We don't recommend applying more than two models to process a single document, where the two models are the default REX model and a domain-specific model. Trying to process medical documents with multiple models, such as the default model + medical domain model + legal domain model will lead to noisy results, i.e. false positives, from the legal domain model.
In Rosette Server, use custom profiles to route users to the correct models. Custom profiles support a single Rosette Server instance with different data domains for each user group. One profile may use the standard model alongside the legal terms model, while another profile uses the medical terms model along with the REX model.
Models to Extract New Entity Types
Rosette Entity Extractor (REX) is shipped with a statistical model that extracts a set of default labels. There are times you may have the choice of using an existing entity type or creating a new entity type for a particular type of entity.
For example, let's assume we are training a model to extract computer hardware, such as specific mentions of graphics cards, routers, and other computer hardware. These could be extracted as product, which is a default label in some languages. Or, you could decide that your business requires the mentions to be extracted as equipment. To extract as product mentions, you can use the Basis Training Data and extend the existing REX statistical model. To extract as equipment mentions, you are adding a new label and must not use the Basis Training Data.
Similar to the issue of multiple domains, Rosette handles multilingual scenarios by applying language-specific models to different languages.
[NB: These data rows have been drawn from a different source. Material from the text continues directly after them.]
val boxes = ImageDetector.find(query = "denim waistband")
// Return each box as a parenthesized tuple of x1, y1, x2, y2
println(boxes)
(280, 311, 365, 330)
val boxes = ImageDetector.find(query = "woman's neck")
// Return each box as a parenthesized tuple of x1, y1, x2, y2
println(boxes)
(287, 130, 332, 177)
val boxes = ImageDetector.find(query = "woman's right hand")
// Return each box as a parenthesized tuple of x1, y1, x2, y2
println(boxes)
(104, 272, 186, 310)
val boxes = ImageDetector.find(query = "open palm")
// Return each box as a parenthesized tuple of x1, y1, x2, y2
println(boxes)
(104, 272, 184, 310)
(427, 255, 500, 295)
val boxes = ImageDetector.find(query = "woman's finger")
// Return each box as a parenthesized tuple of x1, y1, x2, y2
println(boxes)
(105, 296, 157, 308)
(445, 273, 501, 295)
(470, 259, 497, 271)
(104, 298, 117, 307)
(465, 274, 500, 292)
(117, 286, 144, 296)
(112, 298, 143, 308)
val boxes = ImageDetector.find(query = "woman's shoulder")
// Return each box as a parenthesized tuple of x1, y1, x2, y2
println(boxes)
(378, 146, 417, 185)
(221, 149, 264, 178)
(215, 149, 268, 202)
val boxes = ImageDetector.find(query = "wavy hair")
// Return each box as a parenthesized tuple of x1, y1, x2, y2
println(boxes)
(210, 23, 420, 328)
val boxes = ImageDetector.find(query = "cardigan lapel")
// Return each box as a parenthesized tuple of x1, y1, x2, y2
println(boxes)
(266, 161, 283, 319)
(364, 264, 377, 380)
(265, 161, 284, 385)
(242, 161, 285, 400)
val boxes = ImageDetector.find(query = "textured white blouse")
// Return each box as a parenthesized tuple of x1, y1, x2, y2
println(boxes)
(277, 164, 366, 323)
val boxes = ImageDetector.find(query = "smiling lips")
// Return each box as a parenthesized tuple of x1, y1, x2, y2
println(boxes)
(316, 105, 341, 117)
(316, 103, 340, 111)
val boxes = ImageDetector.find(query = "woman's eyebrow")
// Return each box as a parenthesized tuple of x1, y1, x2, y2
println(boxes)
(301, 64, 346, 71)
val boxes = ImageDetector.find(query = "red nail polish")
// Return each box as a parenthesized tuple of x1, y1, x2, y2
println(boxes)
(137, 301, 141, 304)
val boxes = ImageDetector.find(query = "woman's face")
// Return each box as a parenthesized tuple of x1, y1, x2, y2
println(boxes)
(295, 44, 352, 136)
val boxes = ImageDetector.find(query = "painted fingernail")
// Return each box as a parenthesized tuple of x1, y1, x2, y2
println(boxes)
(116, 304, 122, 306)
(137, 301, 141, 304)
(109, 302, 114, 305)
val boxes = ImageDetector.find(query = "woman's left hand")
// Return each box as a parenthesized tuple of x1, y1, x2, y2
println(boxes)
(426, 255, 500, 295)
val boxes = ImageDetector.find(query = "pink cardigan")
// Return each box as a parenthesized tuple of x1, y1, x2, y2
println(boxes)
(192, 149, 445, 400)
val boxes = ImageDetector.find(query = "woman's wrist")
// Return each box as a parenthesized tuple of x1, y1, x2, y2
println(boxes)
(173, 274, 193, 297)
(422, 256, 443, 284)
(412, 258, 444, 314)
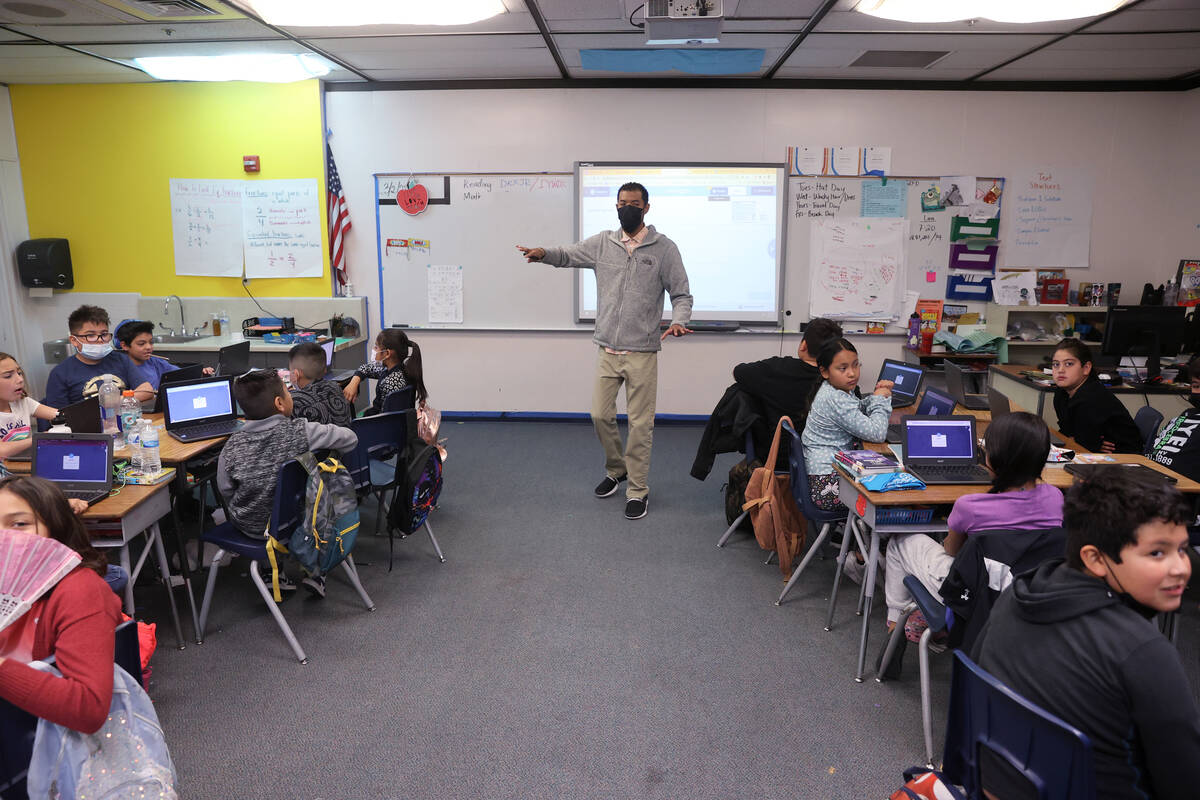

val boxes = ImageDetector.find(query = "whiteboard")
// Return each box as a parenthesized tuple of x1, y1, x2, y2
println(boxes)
(375, 173, 576, 329)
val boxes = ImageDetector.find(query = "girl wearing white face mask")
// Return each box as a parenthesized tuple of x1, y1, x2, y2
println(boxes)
(342, 328, 428, 415)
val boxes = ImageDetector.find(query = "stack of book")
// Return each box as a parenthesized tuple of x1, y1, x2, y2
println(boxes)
(834, 450, 902, 477)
Before applying any language-specific models, Rosette uses a language classifier to identify the language and script of a document, and then applies language/script-specific models based on the document’s classification. A model trained on English text is not expected to perform adequately on Spanish text, much less on a language such as Arabic which is typologically even more different from English than Spanish is, and uses a different orthographic system.
In Rosette Adaptation Studio, create a separate project for each language. A language-specific model is then trained for each language. If you have multiple domains and languages, create a project for each domain-language pair.
Case-Sensitive vs Case-Insensitive Models
Models may be built to be case-sensitive or case-insensitive. This refers to the capitalization (aka 'case') of the input texts.
Case-sensitive models are most appropriate for well-formed text where case is an informative model feature.
Case-insensitive models are most appropriate for text with no or imprecise casing, for example, tweets, all-caps, no-caps, or text with headline capitalization.
Case-sensitive models are only available for English in Rosette Adaptation Studio.
We recommend splitting your corpus into case-sensitive and case-insensitive documents. At project creation, the option Train Case Sensitive Model is checked by default. If training a case-insensitive model, remove the checkmark. You will train two separate models, one for each input type.
If you don't have enough annotated documents to split the corpus, but you have headlines and body components (the first being case-insensitive, the body case-sensitive), you can train case-sensitive and case-insensitive models on the same corpus. At runtime, you will have to split the input documents into their separate components and process each part of the document with a different model.
When the model is deployed in production, set the
caseSensitivity parameter to
automatic in the
rex-factory-config.yaml file in Rosette Server to let REX decide which model to use at run time.